The health benefits are many:
- Heath Health – 25 grams of soy protein per day, as part of a diet low in saturated fat and dietary cholesterol, may reduce the risk of heart disease, according to the FDA health claim.
- Weight management – Protein rich soyfoods like tofu can help with weight management. When soyfoods replace other protein sources, they help lower body weight and fat, as well as lower LDL cholesterol levels.
- Muscle Growth and Recovery – Dietary protein provides both essential amino acids and calories necessary to help build and repair muscles, organs and tissues in the body, for physically active people.
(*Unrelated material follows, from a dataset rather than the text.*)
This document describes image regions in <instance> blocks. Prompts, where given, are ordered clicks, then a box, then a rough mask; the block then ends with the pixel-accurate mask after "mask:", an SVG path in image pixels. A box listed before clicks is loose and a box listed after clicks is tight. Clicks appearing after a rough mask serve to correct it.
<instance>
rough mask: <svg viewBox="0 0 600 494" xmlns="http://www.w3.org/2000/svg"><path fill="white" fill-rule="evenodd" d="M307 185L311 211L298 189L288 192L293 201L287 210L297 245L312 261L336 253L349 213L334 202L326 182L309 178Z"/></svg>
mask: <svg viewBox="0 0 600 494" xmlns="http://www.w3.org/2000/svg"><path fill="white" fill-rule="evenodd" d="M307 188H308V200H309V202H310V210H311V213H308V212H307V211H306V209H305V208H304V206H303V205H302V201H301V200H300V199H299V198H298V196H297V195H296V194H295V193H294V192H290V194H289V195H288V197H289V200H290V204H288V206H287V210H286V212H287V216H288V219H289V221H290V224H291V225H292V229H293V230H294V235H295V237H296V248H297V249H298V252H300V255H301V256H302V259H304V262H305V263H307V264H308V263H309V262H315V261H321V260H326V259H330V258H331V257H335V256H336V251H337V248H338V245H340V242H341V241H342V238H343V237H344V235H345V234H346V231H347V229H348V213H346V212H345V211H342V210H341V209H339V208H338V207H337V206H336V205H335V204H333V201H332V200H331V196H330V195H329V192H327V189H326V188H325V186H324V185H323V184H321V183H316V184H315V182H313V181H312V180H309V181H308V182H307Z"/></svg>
House Foods, with facilities in California and New Jersey, has been making organic and conventional tofu since 1983. Your customers may need assistance in reading their tofu product labels to determine which they prefer or should use for a particular recipe: products range from soft or silken, to medium-firm, firm and extra firm. The firmer varieties are best for grilling recipes and stir-fry recipes, while softer types are the best choice for smoothies and soups.
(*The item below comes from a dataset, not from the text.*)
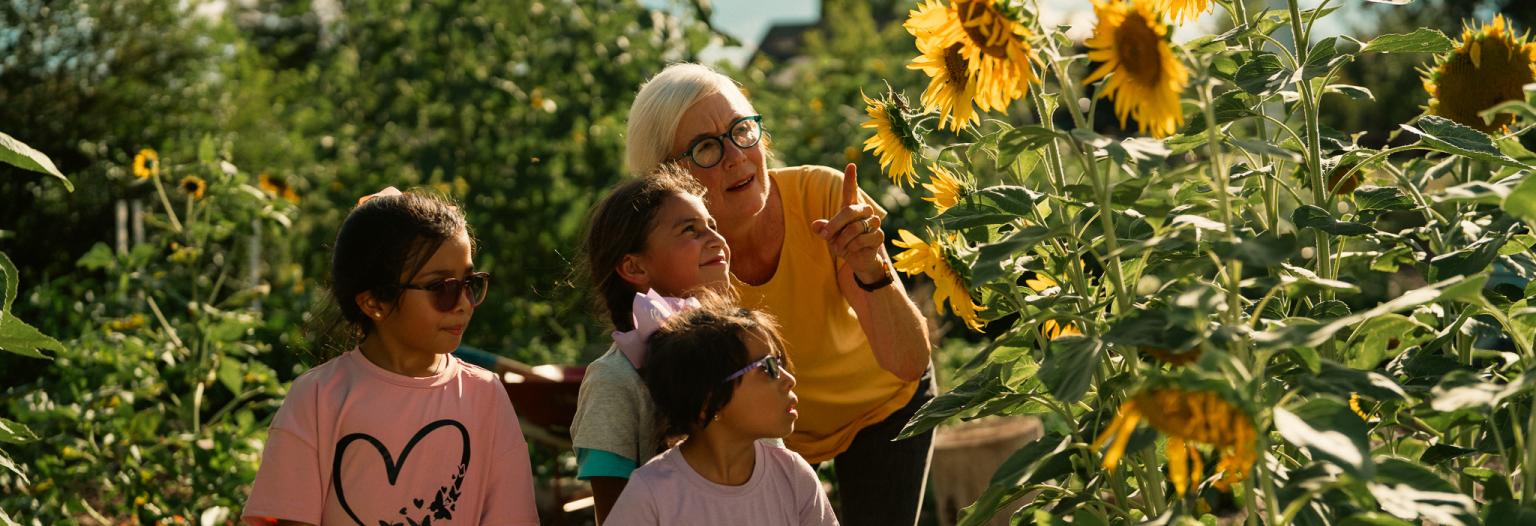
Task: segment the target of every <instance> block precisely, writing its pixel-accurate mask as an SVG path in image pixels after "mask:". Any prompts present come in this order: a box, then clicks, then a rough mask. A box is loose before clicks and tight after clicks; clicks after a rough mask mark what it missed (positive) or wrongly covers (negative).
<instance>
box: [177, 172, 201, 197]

At the Shopping for Health 2016 conference in Austin, attending supermarket dietitians enjoyed a terrific lunch of tofu recipes. Here is one of the favorites:
1 (14 oz.) package House Foods Premium or Organic Tofu Firm, drained, pressed and cut into 1/2 in. cubes (alternative option: crumble tofu)
1 package low sodium taco seasoning
1 tablespoon olive oil
1 (15 oz.) can low sodium black beans, drained
1 (15 oz.) can corn, drained
10 corn tortillas
1/3 head lettuce, shredded
1 avocado, pitted and cubed
In medium bowl, combine tofu and taco seasoning. Stir to coat.
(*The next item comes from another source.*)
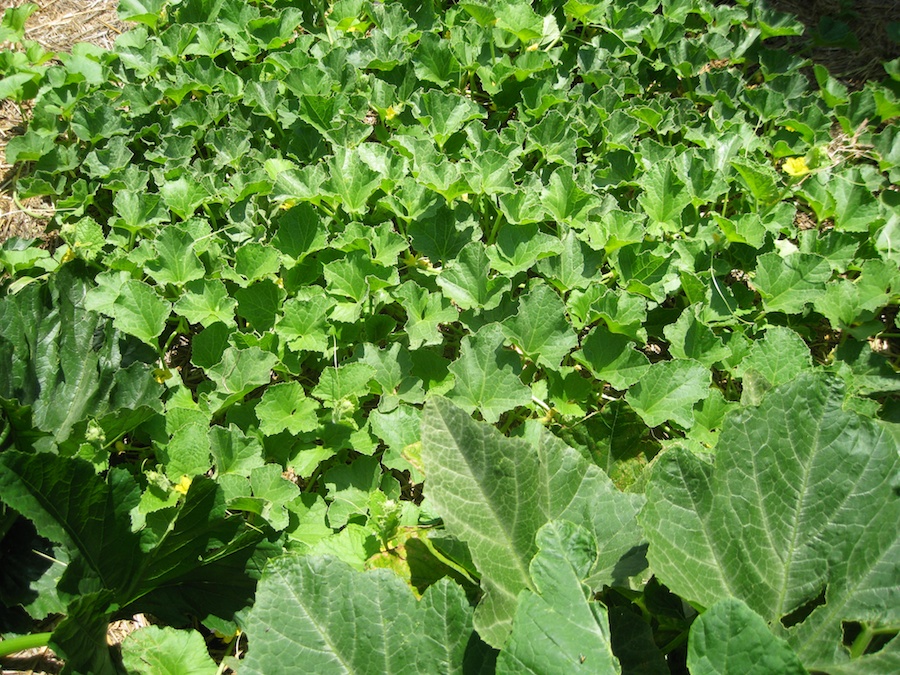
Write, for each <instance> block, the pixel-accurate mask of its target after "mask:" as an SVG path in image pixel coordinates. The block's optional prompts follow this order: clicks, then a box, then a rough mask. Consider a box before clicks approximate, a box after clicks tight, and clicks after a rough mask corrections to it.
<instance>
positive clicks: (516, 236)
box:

Add oil to large fry pan, warm over medium-high heat. Add tofu and cook until browned, remove and set aside. (If using crumbled tofu rather than cubed, add tofu to pan and sprinkle with taco seasoning.)
Add black beans and corn to two separate pots; set to medium heat. Heat until cooked through.
Warm tortillas in a separate pan. To assemble, spoon tofu, black beans and corn onto tortillas; top with lettuce. Add optional toppings as desired.